The court ruled against the law on free speech grounds. But the ruling in Agency for International Development v. Alliance for Open Society International (pdf) has already been greeted with enthusiasm by those who believe that prostitution should be decriminalized. Former prostitute-turned-author Tracy Quan praised the ruling on Twitter: “We won!!! SCOTUS struck down the anti-prostitution pledge! Wheeeeeee….”
So could this ruling be the first baby step in eliminating the stigma that has kept the world’s oldest profession illegal in America?
Although it is legal in parts of Nevada, efforts to decriminalize prostitution have not gained much traction in the rest of the country. Particularly disturbing to those who support decriminalization: Prostitutes and others in the field of sex work continue to be arrested, but rarely are their clients — especially those who are high-profile men. Heidi Fleiss, the woman responsible for providing Hollywood stars like Charlie Sheen with prostitutes; and Kristin Davis, the woman responsible for providing them to Gov. Eliot Spitzer, both served time in prison for their work in the sex industry. Neither man, however, has served time for being their customers.

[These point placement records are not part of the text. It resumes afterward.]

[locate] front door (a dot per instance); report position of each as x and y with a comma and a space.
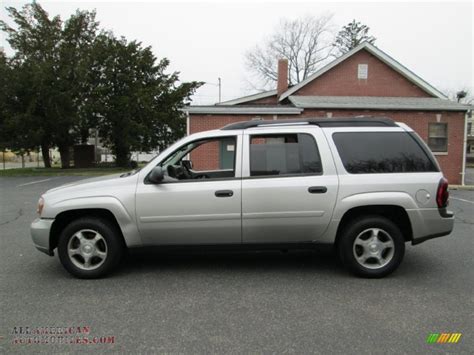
200, 205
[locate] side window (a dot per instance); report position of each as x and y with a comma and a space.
210, 158
214, 154
438, 137
382, 152
284, 154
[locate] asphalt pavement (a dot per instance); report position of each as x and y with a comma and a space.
216, 302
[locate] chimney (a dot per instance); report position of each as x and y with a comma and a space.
282, 84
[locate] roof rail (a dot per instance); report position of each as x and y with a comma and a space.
321, 122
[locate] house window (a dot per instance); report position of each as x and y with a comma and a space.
438, 137
363, 71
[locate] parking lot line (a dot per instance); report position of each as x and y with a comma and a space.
463, 200
34, 182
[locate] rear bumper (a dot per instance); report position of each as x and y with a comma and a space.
40, 231
430, 223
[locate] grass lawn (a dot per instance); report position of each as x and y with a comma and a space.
61, 172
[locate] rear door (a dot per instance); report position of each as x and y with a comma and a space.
289, 185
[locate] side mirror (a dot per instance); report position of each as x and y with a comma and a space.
156, 175
188, 164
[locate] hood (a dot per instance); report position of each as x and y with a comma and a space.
93, 184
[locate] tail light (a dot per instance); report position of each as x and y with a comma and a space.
442, 195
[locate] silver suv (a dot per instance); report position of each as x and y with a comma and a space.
365, 185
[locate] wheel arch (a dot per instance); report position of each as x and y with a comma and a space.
395, 213
66, 217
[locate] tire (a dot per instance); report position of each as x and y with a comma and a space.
371, 246
90, 247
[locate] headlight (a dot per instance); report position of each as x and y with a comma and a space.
39, 209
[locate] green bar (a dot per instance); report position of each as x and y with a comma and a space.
432, 338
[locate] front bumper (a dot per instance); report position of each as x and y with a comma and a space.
40, 231
430, 223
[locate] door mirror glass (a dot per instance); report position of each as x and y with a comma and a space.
156, 175
188, 164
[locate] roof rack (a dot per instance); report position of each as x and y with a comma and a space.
321, 122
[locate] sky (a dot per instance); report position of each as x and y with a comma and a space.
208, 40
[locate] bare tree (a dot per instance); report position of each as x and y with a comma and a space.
306, 42
351, 35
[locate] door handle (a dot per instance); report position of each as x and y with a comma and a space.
317, 189
224, 193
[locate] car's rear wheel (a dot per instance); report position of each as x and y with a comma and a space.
371, 246
90, 248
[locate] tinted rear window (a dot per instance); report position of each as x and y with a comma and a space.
376, 152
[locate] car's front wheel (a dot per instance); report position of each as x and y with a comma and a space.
90, 248
371, 246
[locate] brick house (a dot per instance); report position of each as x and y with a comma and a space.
364, 81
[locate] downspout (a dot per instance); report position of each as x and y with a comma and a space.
187, 123
464, 148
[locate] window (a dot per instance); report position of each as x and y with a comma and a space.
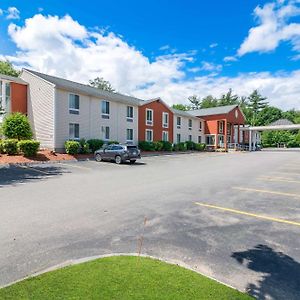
210, 140
178, 122
73, 104
149, 117
165, 136
129, 135
106, 133
149, 135
165, 120
200, 126
199, 139
221, 126
129, 114
105, 109
73, 131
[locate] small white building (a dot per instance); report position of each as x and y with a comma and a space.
61, 109
187, 127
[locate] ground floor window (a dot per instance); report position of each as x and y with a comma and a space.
129, 135
165, 136
199, 139
106, 133
149, 135
73, 131
210, 140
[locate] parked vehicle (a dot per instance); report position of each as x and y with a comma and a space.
118, 153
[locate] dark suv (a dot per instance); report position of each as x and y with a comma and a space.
118, 153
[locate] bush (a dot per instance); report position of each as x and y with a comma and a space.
190, 145
95, 144
158, 146
84, 147
200, 147
167, 146
29, 147
72, 147
146, 146
16, 126
10, 146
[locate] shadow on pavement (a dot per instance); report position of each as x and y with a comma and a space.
280, 273
13, 175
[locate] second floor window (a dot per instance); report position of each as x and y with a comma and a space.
165, 120
73, 104
105, 108
149, 117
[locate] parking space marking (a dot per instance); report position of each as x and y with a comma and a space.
279, 179
79, 167
34, 169
265, 191
245, 213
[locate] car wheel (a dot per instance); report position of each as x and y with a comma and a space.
98, 157
118, 159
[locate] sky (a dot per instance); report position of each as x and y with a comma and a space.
168, 49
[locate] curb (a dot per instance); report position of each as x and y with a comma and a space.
73, 262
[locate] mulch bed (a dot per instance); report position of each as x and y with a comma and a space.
42, 156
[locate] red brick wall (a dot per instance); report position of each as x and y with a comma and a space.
158, 109
18, 97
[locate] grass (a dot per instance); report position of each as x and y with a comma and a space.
121, 277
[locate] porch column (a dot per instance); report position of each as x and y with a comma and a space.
225, 135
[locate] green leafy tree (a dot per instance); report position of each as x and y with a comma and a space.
102, 84
7, 68
16, 126
181, 107
256, 103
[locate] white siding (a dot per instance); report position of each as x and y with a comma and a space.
90, 119
40, 106
184, 130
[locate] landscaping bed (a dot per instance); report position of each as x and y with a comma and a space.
121, 277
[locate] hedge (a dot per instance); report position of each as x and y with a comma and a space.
95, 144
10, 146
72, 147
29, 147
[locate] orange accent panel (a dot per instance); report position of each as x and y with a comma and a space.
158, 108
18, 97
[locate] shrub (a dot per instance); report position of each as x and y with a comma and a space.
95, 144
190, 145
84, 147
167, 146
146, 146
16, 126
158, 146
10, 146
72, 147
29, 147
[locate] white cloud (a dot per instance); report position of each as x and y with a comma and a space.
63, 47
273, 28
13, 13
213, 45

While researching women working in legal brothels in Nevada, Barbara Brents, a professor at the University of Nevada, found that sex workers there felt safer, with all of the legal protections that come with being a legal member of the U.S. labor force. After all, if a bank teller is beat up by her boss at a bank, she can contact the authorities, but if a drug dealer is assaulted by his boss, then contacting the authorities doesn’t seem like much of an option. In addition, Nevada brothels require mandatory weekly AIDS testing. Since much of the Obama administration’s concern focused on the spread of the disease, it would seem that perhaps one solution would be to work toward efforts to decriminalize.
Making destigmatization and decriminalization of prostitution an increasingly likely possibility is the fact that another sex industry, porn, has gone mainstream. Once ostracized, today pornographic actresses like Sasha Grey land major movie roles and acceptance. The fact that one person can pay another person for sex and be arrested for doing so — but that same person can pull out a camera, record the act and claim that the payment was for filming pornography and avoid arrest — will increasingly raise questions about the legitimacy of sex-worker criminalization. The Supreme Court’s ruling appears to be a significant first step representing changing attitudes, and just maybe a change in the law down the road.